Elastic system (experimental)

MRTK comes with an elastic simulation system that includes a wide variety of extensible and flexible subclasses, offering bindings for 4-dimensional quaternion springs, 3-dimensional volume springs and simple linear spring systems.

Currently the following MRTK components supporting the elastics manager can leverage elastics functionality:

• Bounds control
• Object manipulator

Elastics manager

The elastics manager processes passed transforms and feeds them into the elastics system.

Enabling elastics for custom components can be achieved by two steps:

1. Calling the Initialize method on manipulation start, updating the system with the current host transform.
2. Querying ApplyHostTransform whenever a elastics calculation should be performed on the updated target transform.

Note that elastics will continue simulating once manipulation ends (through the elastics manager update loop). To block the behavior, elastics auto update EnableElasticsUpdate can be set to false.

By default, the elastics manager component, when added to a game object, won't have elastics enabled for any transforms type. The field Manipulation types using elastic feedback needs to be enabled for specific transform types to create elastics configuration and extents for the selected type.

Elastics configurations

Similar to bounds control configurations, elastic manager comes with a set of configuration objects that can be stored as scriptable objects and shared between different instances or prefabs. Configurations can be shared and linked either as individual scriptable asset files or nested scriptable assets inside of prefabs. Further configurations can also be defined directly on the instance without linking to an external or nested scriptable asset.

The elastics manager inspector will indicate whether a configuration is shared or inlined as part of the current instance by showing a message in the property inspector. In addition, shared instances won't be editable directly in the elastics manager property window itself, but instead the asset it's linking to has to be directly modfied to avoid any accidental changes on shared configurations.

Elastics manager offers configuration objects options for the following transform types, each of them represented by a elastic configuration object:

• Translation Elastic
• Rotation Elastic
• Scale Elastic

Elastic configuration object

A elastics configuration defines properties for a damped harmonic oscillator differential system. The following properties can be adjusted but already come with a set of defaults in MRTK:

• Mass: mass of the simulated oscillator element.
• HandK: hand spring constant.
• EndK: end cap spring constant.
• SnapK: snap point spring constant.
• Drag: drag/damper factor, proportional to velocity.

Elastics extents

Elastics extents settings vary depending on the type of manipulation. Translation and scale are represented by volume elastic extents and rotation is represented by a quaternion elastic extent.

Volume elastic extent

Volume extents define a three dimensional space in which the damped harmonic oscillator is free to move.

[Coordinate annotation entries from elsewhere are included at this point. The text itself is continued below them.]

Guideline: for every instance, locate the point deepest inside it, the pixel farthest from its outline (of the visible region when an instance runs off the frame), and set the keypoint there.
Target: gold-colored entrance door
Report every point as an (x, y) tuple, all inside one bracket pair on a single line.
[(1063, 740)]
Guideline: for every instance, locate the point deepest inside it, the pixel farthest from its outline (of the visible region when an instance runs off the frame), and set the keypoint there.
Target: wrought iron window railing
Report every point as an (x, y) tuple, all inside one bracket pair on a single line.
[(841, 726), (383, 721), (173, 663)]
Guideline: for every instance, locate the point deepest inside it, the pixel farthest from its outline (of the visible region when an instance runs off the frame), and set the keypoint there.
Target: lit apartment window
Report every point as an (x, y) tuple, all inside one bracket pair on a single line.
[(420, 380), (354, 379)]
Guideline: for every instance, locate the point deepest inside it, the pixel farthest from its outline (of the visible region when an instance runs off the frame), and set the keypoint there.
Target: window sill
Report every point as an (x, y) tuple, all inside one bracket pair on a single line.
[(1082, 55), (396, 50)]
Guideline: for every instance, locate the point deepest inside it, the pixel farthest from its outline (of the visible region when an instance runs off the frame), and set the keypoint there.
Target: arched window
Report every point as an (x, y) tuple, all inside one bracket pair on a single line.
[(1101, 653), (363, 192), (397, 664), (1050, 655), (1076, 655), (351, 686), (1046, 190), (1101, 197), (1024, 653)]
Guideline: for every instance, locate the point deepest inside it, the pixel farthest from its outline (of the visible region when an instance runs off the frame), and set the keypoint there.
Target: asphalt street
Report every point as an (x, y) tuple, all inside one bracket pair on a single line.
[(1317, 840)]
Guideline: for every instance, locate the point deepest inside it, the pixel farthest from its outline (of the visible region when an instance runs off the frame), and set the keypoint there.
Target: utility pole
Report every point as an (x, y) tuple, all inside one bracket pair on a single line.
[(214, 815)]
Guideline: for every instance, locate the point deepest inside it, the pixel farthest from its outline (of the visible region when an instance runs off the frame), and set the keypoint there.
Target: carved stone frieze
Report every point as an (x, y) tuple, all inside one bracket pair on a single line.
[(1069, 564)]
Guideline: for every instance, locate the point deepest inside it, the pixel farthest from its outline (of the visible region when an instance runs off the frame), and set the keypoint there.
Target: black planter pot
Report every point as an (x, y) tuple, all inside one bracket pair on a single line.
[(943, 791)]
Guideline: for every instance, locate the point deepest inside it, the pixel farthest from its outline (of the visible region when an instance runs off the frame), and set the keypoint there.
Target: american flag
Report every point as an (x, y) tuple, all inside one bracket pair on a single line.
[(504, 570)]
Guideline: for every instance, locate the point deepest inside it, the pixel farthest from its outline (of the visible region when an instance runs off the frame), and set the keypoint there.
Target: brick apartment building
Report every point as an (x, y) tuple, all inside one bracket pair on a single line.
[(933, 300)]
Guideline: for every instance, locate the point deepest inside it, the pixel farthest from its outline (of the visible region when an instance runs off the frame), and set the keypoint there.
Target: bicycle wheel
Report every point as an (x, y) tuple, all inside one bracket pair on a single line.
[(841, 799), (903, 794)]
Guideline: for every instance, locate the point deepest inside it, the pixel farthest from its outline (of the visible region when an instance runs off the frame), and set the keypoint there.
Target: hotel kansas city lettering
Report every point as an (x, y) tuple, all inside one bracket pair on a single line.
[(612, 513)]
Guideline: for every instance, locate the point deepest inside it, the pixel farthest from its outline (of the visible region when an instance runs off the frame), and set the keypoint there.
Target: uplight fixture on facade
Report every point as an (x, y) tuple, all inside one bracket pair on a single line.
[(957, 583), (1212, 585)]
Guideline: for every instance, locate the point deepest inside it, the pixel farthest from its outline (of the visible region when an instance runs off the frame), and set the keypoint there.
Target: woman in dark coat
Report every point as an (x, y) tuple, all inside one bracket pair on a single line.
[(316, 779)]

• StretchBounds: represents the lower bounds of the elastic space.
• UseBounds: whether the stretch bounds should be respected by the system. If true, when the current iteration of the target position is outside the stretch bounds, the end force will be applied.
• SnapPoints: points inside the space to which the system will snap.
• RepeatSnapPoints: repeats the snap points to infinity. Existing snap points will serve as a modulo where the actual snap points are mapped to the closest integer multiples of every snap point.
• SnapRadius: distance at which snap points begin forcing the spring.

Quaternion elastic extent

Quaternion extents define a four dimensional rotation space in which the damped harmonic oscillator is free to rotate.

• SnapPoints: euler angles to which the system will snap.
• RepeatSnapPoints: repeats the snap points. Existing snap points will serve as a modulo where the actual snap points are mapped to the closest integer multiples of every snap point.
• SnapRadius: arc-angle at which snap points begin forcing the spring in euler degrees.

Elastics example scene

You can find examples of elastics configurations in the ElasticSystemExample scene.